Film boyunca kullanılan ve Şems’in ağzından dökülen kimi şiirler, filmin belki de en sahici katmanlarını oluşturuyor. “Aşkın dünle, bugünle, yarınla ne işi olur?” gibi cümleler, zamansız bir hakikatin ifadesi. Seyircinin, özellikle bu repliklerde kendi iç sesini duyması mümkün hâle geliyor. Bir başka etkileyici pasajda Şems, insana özgü korkunun sınırlar, savaşlar ve nefretin kökeni olduğunu söylerken şöyle der:
“Bilmeyiz ki küçümsemek, cinayetin başlangıcıdır.
Bilmeyiz ki Allah’ın insanlara iletisi, birbirlerine aşk duymalarıdır.

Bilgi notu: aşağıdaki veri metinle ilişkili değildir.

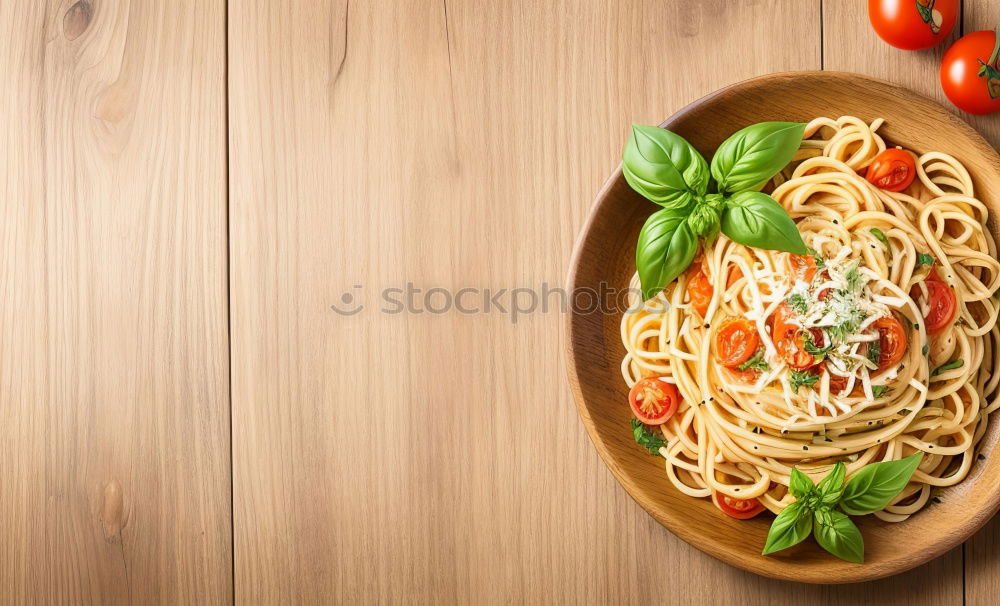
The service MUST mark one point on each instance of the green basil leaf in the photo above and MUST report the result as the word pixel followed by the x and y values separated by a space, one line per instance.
pixel 874 485
pixel 790 527
pixel 799 484
pixel 704 221
pixel 831 487
pixel 753 155
pixel 664 167
pixel 666 248
pixel 836 533
pixel 755 219
pixel 645 438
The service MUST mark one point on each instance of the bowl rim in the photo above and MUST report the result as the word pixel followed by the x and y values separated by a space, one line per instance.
pixel 861 573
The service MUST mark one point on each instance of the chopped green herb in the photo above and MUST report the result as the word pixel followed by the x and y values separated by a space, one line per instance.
pixel 646 439
pixel 810 346
pixel 949 366
pixel 755 363
pixel 881 236
pixel 798 302
pixel 820 264
pixel 874 352
pixel 801 378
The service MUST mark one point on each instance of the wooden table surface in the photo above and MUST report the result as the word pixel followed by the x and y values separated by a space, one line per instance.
pixel 188 187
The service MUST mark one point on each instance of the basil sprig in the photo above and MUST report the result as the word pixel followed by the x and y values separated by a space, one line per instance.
pixel 645 438
pixel 669 171
pixel 664 167
pixel 823 509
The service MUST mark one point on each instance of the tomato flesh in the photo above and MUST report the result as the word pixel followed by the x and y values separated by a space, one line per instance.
pixel 736 342
pixel 700 288
pixel 653 401
pixel 892 170
pixel 790 340
pixel 741 509
pixel 970 73
pixel 941 302
pixel 913 24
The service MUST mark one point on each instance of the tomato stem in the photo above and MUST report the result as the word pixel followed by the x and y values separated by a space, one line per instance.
pixel 996 46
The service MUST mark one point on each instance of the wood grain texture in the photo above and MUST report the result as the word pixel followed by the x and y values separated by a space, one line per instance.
pixel 114 454
pixel 454 146
pixel 982 552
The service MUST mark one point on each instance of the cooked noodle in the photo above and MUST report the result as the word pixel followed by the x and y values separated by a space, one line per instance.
pixel 741 433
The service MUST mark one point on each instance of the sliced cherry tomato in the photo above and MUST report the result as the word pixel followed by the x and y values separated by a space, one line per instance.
pixel 891 340
pixel 913 24
pixel 837 383
pixel 700 287
pixel 741 509
pixel 700 291
pixel 653 401
pixel 735 342
pixel 790 340
pixel 892 170
pixel 970 73
pixel 942 303
pixel 802 267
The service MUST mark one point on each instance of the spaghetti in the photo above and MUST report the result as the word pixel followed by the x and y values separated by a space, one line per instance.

Korku değil, aşk duymalarıdır.”
Bu cümlelerin sade ama tok anlatımı, seyircide sessizce yankılanan bir iç ezgiye dönüşüyor.
“Mest-i Aşk”, zaman zaman ritim kaybı yaşıyor. Hikâyede çok sayıda yan karakterin bulunması ve bunların bazılarının yeterince derinleştirilememesi, izleyicinin dikkatini dağıtıyor. Özellikle Şems’in kaybolmasıyla yaşanan gerilim, zaman zaman dağınık ilerliyor. Hangi karakterin neye hizmet ettiği, hangi olayın neyle bağlantılı olduğu gibi sorular, seyircide bulanıklık yaratabiliyor. Bu da filmin merkezindeki aşk, yolculuk ve dönüşüm temalarını kimi anlarda gölgede bırakıyor.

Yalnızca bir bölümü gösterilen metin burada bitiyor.